Part of the paperwork we had to fill out in our Trust included
a document called a “Child Protection Plan” in which we also had to provide
information for any possible future guardians of our children. The name alone of the document, “Child
Protection Plan”, sounded like some sort of form a child welfare worker would
fill out, but rather than being filled out by a social worker, it was filled out
by two parents concerned for the welfare of their children’s futures. Some of the questions on the document we had
to answer were:
“What values do you
want instilled into your children?”
“What special
holidays or observances would you like them to participate in?
“How would you like
your children to be disciplined?” (I had
a whole list of books & theories for this question when, perhaps, the words
“lovingly” and “just” would suffice.)
“What community or
extracurricular activities would you like your children to be involved in?”
“What people do you
want to be a part of your child’s life?”
It was a bit overwhelming to answer these questions because it
really hit home what an enormous responsibility and commitment parenting
is. My husband and I found ourselves
exploring topics such as “How are we
doing raising our children?” and
“What kind of legacy do we want to leave for our children after we’re
gone?”
It was also very depressing to think about not being able to
be there for our kids when they need us the most. I automatically equated the way I was feeling
to how an expectant parent or birth parent might feel when choosing to make an
adoption plan for their child and trying to decide what kind of a family or
person to entrust with the sacred responsibility of raising their child. What an incredible sense of loss and a huge
relinquishment of control! I saw the following
quote last year and it helped me to get a glimpse of what it might be like to
be a birth parent:
I also thought of what it would be like to be a parent whose
children are taken into state custody: Who
would I want my child placed with? Do I
even have a say in the matter? Or, I
imagined what it would be like to be an
unwed mother in the “olden days” of unethical and unregulated adoption
practices who had their child taken from them against their will (I’m knocking
on wood that most of those horror stories were in the past and don’t currently
exist). In either case, I would be in a
state of utmost panic for the sake of my child:
Would my child’s new caregivers be able to give them the care they need? If they have children, will they treat my child
as well as they treat their own children?

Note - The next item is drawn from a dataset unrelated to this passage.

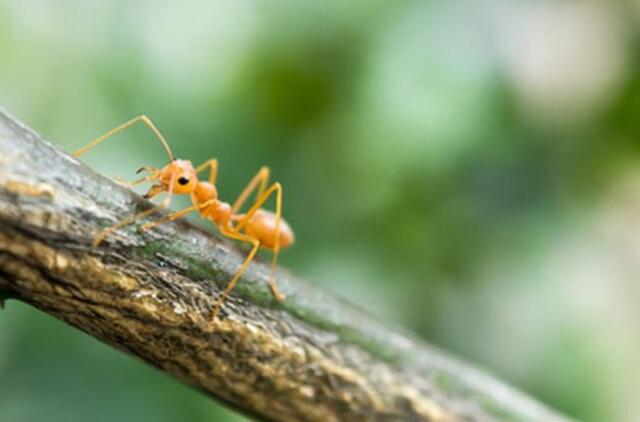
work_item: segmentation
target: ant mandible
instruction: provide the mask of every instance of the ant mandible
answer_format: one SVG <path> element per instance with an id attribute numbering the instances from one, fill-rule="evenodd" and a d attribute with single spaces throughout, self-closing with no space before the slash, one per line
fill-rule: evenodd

Whether you are a birth parent/first parent reading this who
grieves for the child you brought into this world but whom you aren’t raising,
or perhaps you had your children taken away from you and placed in foster care or
have had to, by necessity, have family members step in and raise your children,
and may be shouldering burdens of resentment, guilt, or grief . . . I think there are some feelings any parent can
relate to- namely, It’s tough- [whether you had a say in where your child ended
up or if it was against your will and personal choice]- not to be able to raise
your children the way you want- or perhaps, by whom you want. It takes an extreme amount of trust that
there are other people out there who have enough love in their hearts and room
in their homes (and resources- because raising children isn’t cheap!) to commit
to raising a child.
It is also a helpful reminder to those of us raising children who weren't ours to begin with to be mindful of their first families.